Par Andy Mbengay
Sous la présidence de l’honorable Aimé Boji Sangara, l’Assemblée nationale a tenu, ce mercredi 10 décembre 2025, une séance plénière consacrée à l’examen et à l’adoption du rapport de la Commission Économique, Financière et Contrôle Budgétaire (Écofin-CB) sur le projet de loi de finances pour l’exercice 2026. Après une analyse article par article, les élus nationaux ont déclaré le rapport recevable.
Le président de la Commission Écofin-CB, Guy Mafuta Kabongo, a présenté la synthèse des travaux menés autour du projet de budget 2026. Il a souligné un changement notable dans le cadrage macroéconomique, dû en grande partie à l’évolution du taux de change.
« Lorsque le Gouvernement a déposé le projet de loi de finances en septembre, le taux de change était de 290 FC pour 1 dollar. Aujourd’hui, il oscille entre 210 et 220 FC. Cet indicateur clé ayant fortement varié, il a fallu revoir le cadrage macroéconomique. L’Écofin a donc retravaillé avec le Gouvernement pour produire un nouveau cadre conforme aux projections du FMI, fixant un taux budgétaire de 240 FC et une prévision à 260 FC », a expliqué Guy Mafuta.
Concernant les budgets annexes et les comptes spéciaux, le Gouvernement anticipe une hausse des recettes en 2026, estimée à 6,6 % pour les premiers et 9 % pour les seconds.
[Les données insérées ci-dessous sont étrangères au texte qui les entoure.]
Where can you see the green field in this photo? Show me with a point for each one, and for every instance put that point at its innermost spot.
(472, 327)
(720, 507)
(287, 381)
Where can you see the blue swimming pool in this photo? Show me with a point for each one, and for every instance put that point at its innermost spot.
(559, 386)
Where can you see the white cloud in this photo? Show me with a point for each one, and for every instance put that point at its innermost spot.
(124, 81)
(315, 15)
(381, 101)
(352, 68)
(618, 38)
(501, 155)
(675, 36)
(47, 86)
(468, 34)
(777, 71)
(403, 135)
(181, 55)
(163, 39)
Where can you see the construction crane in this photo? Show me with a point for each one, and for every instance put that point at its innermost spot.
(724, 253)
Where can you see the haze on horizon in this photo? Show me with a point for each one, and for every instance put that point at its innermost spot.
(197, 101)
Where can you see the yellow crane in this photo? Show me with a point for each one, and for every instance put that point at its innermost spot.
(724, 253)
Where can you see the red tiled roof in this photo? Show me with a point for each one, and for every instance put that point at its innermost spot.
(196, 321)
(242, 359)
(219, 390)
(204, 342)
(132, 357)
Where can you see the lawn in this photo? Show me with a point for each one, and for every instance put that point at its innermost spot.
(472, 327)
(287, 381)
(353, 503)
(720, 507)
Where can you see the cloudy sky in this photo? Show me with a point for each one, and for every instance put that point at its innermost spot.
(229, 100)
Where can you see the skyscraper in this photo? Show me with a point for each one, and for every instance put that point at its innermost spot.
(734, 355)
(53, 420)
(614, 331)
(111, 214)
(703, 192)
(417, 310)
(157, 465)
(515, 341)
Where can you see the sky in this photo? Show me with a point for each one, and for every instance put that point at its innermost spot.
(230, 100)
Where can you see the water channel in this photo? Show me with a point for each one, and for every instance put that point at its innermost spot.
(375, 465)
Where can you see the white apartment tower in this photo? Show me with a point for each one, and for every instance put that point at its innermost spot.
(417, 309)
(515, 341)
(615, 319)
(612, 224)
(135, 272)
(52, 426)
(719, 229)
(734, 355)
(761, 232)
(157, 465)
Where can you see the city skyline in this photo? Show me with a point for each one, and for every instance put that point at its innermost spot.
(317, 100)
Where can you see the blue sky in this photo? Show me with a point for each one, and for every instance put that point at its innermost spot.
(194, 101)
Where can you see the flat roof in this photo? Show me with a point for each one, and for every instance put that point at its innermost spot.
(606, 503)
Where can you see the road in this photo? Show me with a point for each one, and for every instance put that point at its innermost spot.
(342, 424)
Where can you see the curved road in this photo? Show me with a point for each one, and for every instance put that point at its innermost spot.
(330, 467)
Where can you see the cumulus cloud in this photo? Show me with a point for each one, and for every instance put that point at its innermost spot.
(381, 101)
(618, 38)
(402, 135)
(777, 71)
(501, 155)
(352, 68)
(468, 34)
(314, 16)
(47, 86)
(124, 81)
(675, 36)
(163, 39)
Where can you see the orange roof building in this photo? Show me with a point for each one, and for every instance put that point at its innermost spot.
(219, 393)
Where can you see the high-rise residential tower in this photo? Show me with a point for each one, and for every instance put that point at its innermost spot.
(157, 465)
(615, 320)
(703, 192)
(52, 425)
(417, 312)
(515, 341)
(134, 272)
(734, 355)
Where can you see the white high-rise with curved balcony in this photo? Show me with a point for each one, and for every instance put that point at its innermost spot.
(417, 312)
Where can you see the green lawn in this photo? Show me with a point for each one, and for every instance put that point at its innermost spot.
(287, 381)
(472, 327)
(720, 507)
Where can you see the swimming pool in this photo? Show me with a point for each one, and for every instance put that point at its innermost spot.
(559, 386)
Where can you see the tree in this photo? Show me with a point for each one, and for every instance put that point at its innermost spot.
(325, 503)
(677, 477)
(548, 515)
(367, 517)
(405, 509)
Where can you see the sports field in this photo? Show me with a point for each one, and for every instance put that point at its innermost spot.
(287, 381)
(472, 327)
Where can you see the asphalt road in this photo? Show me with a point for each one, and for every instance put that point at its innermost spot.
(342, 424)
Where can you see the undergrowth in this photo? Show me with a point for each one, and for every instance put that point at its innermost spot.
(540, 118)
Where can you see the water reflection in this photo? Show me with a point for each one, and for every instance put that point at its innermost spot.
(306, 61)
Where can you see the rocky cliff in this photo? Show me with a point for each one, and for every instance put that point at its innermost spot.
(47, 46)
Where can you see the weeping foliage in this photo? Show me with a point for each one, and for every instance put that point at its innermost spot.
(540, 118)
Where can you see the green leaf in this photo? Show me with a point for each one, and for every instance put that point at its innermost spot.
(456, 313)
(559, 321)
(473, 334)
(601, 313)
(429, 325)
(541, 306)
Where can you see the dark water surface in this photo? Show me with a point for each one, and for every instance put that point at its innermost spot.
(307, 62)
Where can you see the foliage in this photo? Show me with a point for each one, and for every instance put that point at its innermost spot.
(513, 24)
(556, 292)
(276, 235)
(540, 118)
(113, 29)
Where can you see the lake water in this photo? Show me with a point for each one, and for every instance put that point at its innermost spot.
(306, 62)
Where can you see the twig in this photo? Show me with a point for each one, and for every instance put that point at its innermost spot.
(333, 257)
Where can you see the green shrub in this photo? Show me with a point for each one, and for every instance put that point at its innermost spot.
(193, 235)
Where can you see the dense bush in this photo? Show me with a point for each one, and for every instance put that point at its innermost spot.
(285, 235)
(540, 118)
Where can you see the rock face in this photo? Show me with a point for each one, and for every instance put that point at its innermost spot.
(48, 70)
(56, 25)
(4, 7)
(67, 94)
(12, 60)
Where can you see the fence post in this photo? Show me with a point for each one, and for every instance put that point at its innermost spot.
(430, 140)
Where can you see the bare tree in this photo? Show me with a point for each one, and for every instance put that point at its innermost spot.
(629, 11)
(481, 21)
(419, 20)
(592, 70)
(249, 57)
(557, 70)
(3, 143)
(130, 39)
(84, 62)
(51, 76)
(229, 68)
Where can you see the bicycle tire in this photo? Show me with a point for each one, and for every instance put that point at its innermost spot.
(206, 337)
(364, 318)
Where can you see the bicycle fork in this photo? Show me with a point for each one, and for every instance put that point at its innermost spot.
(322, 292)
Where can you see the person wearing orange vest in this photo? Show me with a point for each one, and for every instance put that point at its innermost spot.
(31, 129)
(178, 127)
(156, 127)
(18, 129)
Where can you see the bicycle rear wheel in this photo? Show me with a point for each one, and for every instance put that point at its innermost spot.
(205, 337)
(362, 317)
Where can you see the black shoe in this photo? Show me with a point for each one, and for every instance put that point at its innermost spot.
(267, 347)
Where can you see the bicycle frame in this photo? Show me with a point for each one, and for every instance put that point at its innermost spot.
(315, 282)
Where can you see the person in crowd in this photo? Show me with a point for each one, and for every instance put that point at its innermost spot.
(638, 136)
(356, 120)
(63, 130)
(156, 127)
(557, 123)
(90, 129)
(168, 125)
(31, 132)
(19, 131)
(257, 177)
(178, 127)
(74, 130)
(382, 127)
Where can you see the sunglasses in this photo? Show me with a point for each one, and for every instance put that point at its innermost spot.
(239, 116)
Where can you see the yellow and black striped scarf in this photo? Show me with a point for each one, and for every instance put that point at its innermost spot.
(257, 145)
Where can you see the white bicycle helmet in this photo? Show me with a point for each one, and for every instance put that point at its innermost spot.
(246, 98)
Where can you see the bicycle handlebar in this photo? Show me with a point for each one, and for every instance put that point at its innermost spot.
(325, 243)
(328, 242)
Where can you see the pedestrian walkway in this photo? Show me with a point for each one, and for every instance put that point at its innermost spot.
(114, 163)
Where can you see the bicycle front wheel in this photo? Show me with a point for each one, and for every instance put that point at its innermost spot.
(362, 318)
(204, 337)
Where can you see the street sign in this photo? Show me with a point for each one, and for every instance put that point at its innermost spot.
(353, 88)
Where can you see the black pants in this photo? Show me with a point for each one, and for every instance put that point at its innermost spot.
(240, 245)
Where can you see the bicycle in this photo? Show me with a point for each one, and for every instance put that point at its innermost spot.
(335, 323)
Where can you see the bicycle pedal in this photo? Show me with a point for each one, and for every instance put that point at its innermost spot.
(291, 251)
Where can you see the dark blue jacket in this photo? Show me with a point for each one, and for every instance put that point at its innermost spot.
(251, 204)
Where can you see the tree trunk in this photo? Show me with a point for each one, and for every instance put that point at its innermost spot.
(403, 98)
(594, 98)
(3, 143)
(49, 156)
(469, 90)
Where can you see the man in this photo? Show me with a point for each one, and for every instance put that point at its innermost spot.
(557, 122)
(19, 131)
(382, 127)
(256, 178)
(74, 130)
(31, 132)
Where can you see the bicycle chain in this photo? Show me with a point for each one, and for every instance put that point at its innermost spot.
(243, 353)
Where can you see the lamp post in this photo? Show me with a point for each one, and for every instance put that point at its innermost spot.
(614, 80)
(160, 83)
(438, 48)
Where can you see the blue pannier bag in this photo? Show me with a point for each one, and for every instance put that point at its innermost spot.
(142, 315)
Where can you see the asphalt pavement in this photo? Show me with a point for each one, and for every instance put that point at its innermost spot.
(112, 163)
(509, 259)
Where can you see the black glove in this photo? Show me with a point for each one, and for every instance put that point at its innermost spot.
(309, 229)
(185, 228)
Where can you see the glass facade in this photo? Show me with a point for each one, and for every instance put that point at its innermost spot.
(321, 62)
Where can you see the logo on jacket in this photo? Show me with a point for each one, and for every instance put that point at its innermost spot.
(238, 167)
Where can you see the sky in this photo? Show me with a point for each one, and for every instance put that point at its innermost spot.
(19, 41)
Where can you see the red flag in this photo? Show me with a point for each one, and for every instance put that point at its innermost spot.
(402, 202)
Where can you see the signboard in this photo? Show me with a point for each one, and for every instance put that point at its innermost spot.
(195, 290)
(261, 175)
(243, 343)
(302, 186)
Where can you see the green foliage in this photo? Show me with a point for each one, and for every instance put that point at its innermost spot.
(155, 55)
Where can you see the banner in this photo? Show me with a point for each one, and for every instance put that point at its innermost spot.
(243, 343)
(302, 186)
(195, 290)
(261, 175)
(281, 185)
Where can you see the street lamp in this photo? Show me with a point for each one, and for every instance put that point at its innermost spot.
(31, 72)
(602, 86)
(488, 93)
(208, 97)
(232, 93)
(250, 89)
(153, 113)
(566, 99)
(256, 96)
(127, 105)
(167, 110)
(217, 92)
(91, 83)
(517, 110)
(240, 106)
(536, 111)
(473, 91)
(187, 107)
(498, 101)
Cette progression serait liée à une gestion plus rigoureuse des recettes des établissements publics d’enseignement supérieur, des hôpitaux généraux de référence et des organismes reclassés en budgets annexes, ainsi que des divers comptes d’affectation spéciale. La Commission recommande toutefois au Gouvernement de clarifier le statut juridique de ces budgets et de renforcer leurs capacités de gestion et de reporting.
S’agissant des dépenses, le projet de budget 2026 affiche une augmentation de 7,2 % par rapport à la loi de finances rectificative 2025, passant de 50 691,8 milliards à 54 335,7 milliards de CDF. Cette hausse découle notamment d’un accroissement de 7 % du budget général.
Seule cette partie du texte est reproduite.